If you want to learn more about licensing my materials there are details here: AI Workshop Kit.
Structure your workshops so that by the end your participants have identified tasks they can apply AI to.
Now, they could go off and do that themselves. But you’ve put in place another next step: you’re going to facilitate those sessions, helping staff members to refine and build their AI automations and workflows.
Here's how it works:
These pilots are deliberately small and focused. We want something to show in a few weeks not a few months. Because remember we proving the concept works before asking for larger commitments.
For internal employees: Position yourself as the pilot project lead, with partial time allocation (ie. 10-20% of your time). Document everything meticulously.
For external consultants: Propose a separate engagement for the pilot phase, typically at a day rate or fixed project fee. £5,000-£10,000 is common for a 2-4 week pilot, depending on scale and industry obviously.

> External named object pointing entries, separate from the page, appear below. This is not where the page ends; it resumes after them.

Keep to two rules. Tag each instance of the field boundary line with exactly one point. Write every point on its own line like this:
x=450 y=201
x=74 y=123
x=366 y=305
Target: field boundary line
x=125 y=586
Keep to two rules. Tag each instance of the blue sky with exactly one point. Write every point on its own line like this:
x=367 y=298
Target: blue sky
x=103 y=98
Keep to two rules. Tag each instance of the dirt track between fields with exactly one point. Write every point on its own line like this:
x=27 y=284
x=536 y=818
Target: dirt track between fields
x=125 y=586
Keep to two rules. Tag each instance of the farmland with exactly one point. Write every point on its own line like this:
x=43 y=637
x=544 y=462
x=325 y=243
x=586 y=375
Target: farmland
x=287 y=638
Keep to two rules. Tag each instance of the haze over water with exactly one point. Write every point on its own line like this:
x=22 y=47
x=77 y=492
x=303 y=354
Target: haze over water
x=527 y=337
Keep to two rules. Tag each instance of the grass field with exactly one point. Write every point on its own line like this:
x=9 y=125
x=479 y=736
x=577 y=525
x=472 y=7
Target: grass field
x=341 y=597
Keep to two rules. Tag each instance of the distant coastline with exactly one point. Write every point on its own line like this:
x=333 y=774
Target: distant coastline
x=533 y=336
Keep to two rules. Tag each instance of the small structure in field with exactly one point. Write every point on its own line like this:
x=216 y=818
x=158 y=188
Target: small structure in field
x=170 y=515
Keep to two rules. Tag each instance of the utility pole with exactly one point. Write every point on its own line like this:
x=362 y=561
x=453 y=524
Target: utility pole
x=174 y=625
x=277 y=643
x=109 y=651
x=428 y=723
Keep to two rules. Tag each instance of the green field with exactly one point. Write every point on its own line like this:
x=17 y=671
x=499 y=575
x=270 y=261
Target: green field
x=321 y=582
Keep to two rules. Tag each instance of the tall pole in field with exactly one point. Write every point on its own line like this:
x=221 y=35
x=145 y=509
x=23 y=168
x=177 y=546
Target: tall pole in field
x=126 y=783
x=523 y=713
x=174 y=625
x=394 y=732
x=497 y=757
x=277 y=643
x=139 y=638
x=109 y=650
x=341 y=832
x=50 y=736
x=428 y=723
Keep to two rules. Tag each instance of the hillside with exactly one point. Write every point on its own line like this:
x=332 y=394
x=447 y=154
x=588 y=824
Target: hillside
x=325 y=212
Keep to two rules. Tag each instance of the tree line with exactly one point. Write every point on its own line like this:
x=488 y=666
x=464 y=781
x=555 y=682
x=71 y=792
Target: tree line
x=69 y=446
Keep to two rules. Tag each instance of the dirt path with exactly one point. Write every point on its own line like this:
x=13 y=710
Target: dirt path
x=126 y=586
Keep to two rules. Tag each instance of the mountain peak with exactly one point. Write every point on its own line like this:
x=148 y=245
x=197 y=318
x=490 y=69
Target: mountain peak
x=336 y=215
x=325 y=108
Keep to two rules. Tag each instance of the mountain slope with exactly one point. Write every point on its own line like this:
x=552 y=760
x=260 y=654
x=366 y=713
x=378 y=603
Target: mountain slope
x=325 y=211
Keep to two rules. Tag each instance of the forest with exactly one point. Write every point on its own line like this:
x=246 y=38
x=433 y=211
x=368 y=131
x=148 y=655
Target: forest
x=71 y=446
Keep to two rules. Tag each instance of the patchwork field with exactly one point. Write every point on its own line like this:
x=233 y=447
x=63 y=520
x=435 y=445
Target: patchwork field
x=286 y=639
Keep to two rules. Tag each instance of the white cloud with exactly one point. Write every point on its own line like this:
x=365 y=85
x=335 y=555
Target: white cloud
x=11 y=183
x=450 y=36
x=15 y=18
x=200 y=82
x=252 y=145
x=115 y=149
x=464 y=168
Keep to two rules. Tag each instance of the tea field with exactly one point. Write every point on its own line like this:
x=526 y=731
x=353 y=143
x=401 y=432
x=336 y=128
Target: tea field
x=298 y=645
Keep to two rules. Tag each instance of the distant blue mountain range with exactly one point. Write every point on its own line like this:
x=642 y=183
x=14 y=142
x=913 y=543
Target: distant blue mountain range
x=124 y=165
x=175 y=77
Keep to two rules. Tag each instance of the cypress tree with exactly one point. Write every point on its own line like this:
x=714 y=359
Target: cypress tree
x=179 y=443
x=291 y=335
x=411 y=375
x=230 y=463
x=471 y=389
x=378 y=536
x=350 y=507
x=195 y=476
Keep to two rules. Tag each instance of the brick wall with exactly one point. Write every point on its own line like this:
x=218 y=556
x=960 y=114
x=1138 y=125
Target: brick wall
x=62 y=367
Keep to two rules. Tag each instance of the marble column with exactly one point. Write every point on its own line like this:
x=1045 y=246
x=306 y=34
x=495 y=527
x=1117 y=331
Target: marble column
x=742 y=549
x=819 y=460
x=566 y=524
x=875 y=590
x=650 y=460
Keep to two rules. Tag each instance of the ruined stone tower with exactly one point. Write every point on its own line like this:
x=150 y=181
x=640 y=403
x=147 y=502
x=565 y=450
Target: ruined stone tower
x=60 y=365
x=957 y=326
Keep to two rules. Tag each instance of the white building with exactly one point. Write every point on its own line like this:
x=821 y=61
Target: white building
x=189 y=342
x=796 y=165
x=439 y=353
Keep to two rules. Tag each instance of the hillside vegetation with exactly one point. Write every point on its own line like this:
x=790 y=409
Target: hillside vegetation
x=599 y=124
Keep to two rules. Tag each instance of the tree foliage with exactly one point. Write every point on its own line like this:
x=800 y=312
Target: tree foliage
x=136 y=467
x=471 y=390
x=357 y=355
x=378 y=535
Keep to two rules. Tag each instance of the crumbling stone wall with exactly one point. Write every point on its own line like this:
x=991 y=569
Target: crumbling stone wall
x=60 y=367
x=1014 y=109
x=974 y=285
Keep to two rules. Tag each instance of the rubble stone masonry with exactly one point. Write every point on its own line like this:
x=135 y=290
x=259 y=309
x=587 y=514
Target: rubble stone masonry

If you're currently employed, here's a powerful dual approach:
This combination approach builds your expertise rapidly while creating an external income stream that could potentially replace your salary. I've seen numerous professionals transition from employee to consultant using exactly this method, with several now earning multiples of their previous salary. Sound crazy but not too difficult when you can charge £1000+/hour really!
The key is delivering exceptional value in your internal workshops first. This builds your confidence, refines your approach, and gives you concrete results to reference when pitching external clients. Use the existing set up as a jumping off board basically. Cheeky? Yup! Effective? You betcha.